Maar ontstaan moraal en ethica wel uit de redelijkheid? Zijn ze van oorsprong logisch en logisch verstaanbaar? Moeten ze dat zijn? Zijn het weliswaar waardeoordelen, maar nog steeds oordelen? En vooral, als de redelijkheid haar voeten niet meer terugvindt omdat ze de oorsprong van zichzelf niet meer kent of verstaat, wat dan? God, als de Schepper en Oorsprong van alles (theologie, ontologie) dus ook van moraal en ethica, of als ‘Centraal Bindend Principe’ (filosofie) werd dood verklaard of is verdeeld geraakt over vele nieuwe goden. Geld en macht zijn er een paar van. De mensheid die zijn plaatsvervanger wilde zijn is hopeloos in zichzelf verdeeld geraakt. Het is alsof het woord uit de Bijbel bewaarheid wordt: “Ik zal de herder slaan en de schapen zullen verstrooid worden”. Wat nu?
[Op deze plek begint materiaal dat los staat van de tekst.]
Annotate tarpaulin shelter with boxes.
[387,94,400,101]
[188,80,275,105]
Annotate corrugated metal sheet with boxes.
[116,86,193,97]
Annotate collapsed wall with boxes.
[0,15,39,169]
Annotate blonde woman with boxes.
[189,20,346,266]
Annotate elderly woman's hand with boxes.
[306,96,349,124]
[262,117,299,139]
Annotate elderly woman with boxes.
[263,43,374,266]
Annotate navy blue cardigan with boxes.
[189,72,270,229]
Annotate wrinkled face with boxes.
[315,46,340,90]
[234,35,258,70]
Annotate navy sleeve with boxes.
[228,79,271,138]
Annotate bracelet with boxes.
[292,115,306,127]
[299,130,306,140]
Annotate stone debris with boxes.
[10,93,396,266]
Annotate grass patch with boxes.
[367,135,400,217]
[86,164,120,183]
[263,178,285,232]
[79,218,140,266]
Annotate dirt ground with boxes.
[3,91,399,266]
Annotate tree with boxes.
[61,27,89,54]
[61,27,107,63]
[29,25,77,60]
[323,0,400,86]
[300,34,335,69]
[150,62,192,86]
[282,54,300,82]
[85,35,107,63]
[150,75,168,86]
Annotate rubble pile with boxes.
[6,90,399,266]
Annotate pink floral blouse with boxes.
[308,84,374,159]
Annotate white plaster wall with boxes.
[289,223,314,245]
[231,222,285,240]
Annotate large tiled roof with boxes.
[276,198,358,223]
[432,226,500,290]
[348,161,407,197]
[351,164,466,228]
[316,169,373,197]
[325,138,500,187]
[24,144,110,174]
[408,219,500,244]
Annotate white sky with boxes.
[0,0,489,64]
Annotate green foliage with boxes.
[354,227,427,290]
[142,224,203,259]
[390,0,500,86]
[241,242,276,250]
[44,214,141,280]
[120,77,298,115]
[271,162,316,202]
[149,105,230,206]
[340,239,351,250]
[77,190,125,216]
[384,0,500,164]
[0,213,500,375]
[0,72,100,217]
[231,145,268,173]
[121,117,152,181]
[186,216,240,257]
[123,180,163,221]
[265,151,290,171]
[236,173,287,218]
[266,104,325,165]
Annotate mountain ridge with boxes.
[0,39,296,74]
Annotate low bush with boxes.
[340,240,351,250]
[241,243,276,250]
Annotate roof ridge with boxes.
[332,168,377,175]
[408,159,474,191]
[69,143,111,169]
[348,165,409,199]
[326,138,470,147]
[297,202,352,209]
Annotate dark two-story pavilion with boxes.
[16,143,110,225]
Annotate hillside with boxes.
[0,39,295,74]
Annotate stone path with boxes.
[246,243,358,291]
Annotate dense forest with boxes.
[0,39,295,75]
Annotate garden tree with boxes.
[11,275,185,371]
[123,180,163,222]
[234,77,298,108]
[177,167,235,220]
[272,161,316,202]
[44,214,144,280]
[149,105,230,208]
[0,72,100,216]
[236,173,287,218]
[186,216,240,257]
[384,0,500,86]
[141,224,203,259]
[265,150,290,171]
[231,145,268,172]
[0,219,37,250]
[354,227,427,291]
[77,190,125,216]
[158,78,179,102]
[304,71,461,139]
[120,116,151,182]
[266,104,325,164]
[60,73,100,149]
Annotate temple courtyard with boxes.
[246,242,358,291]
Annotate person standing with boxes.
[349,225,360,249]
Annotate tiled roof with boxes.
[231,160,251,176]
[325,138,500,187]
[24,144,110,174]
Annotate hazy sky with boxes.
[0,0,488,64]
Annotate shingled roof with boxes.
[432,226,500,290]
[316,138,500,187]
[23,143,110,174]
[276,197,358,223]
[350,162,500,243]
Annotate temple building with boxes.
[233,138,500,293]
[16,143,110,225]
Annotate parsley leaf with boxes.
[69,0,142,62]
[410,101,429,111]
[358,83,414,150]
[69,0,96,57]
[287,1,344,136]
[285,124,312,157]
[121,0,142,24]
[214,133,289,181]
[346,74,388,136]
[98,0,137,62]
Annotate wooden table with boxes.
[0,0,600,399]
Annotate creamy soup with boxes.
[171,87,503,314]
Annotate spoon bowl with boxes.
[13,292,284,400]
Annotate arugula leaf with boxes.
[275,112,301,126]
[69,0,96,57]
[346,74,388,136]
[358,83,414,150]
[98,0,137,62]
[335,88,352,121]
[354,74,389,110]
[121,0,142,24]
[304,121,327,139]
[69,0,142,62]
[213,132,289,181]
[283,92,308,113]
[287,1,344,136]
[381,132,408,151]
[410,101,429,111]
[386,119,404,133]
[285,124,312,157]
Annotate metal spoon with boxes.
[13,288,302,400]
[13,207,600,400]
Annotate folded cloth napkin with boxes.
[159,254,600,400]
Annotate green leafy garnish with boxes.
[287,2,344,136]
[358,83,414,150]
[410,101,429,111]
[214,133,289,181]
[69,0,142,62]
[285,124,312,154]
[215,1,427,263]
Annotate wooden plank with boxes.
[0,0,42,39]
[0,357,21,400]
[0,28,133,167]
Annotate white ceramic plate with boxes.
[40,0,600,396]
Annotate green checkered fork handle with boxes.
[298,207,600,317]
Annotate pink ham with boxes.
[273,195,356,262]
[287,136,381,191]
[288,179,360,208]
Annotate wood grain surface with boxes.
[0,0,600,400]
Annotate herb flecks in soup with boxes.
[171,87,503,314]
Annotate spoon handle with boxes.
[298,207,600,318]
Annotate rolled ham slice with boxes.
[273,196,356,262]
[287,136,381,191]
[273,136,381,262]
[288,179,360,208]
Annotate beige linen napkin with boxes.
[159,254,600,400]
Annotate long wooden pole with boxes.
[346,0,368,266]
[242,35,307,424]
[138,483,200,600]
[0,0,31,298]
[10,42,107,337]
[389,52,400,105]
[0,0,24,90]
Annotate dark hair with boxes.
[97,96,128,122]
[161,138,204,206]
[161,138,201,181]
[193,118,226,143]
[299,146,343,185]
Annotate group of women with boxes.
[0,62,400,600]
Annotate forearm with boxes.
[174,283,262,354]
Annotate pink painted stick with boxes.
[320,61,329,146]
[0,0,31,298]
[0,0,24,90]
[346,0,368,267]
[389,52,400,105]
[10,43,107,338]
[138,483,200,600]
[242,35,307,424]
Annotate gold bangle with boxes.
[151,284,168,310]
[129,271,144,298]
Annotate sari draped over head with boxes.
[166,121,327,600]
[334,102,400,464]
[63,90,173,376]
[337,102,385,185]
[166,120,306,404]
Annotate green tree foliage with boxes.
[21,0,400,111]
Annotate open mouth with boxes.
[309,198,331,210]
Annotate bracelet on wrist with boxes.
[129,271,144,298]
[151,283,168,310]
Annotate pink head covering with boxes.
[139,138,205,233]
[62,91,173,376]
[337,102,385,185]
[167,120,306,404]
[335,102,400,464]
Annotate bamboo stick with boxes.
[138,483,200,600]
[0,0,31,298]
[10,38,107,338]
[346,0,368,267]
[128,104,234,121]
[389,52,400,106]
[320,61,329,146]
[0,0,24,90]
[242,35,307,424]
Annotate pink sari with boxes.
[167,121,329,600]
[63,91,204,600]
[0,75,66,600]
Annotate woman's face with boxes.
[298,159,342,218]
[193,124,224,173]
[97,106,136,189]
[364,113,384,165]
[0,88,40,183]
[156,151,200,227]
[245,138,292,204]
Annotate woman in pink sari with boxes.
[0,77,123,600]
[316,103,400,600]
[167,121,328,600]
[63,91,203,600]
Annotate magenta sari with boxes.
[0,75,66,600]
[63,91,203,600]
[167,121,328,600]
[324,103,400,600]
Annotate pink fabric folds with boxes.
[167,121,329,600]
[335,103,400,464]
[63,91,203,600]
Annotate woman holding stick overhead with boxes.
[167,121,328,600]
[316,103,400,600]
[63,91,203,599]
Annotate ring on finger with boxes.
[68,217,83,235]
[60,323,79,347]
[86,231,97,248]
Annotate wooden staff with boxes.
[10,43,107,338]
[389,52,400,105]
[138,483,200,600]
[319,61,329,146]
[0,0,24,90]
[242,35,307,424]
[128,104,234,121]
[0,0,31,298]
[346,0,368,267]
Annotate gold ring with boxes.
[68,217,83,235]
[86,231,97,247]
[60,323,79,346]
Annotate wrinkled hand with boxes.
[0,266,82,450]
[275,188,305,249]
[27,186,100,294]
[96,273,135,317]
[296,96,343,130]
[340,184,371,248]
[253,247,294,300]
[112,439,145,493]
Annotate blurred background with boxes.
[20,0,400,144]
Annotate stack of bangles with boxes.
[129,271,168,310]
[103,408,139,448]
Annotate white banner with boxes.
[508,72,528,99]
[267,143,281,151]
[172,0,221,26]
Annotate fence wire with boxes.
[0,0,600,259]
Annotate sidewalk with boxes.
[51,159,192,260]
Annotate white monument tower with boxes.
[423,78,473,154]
Zou het kunnen dat zowel ethica als moraal hun ontstaan en oorsprong te danken hebben aan de emotionele mens en van de gevoelens die er uit gegroeid zijn? Dat emoties en gevoelens de voedsterouders zijn van ethica en moraal?
Wat en hoe kunnen ethica en moraal bijdragen tot ons leven en werk, in het bijzonder tot ons spiritueel werk van heling? Kan de ethica en moraal een veld van samenwerking zijn en een forum van ontmoeting? Kunnen ze ons helpen elkaar te vinden en beter te verstaan in onze benadering en werkwijze en omgang met elkaar? (S.L.)
1. Het doorlopen parcours
Het in "Boek Een" beschreven parcours doorlopen we retrograde, van het heden naar het verleden, terug naar ‘In den Beginne’. In den Beginne staat evengoed voor een individueel begin van een menselijke existentie als dat het het begin was van de mensheid. Onze zoektocht begint met de vaststelling dat momenteel de communicatie via onze emoties en gevoelens – de voedsterouders van onze ethica en moraal - rampzalig dreigt te worden, onderontwikkeld en onopgevoed als ze zijn en gediscrimineerd tegenover onze rede en intelligentie; wat leidt tot versplintering en vervreemding onderling tussen mensen en groepen – de Babelse spraakverwarring.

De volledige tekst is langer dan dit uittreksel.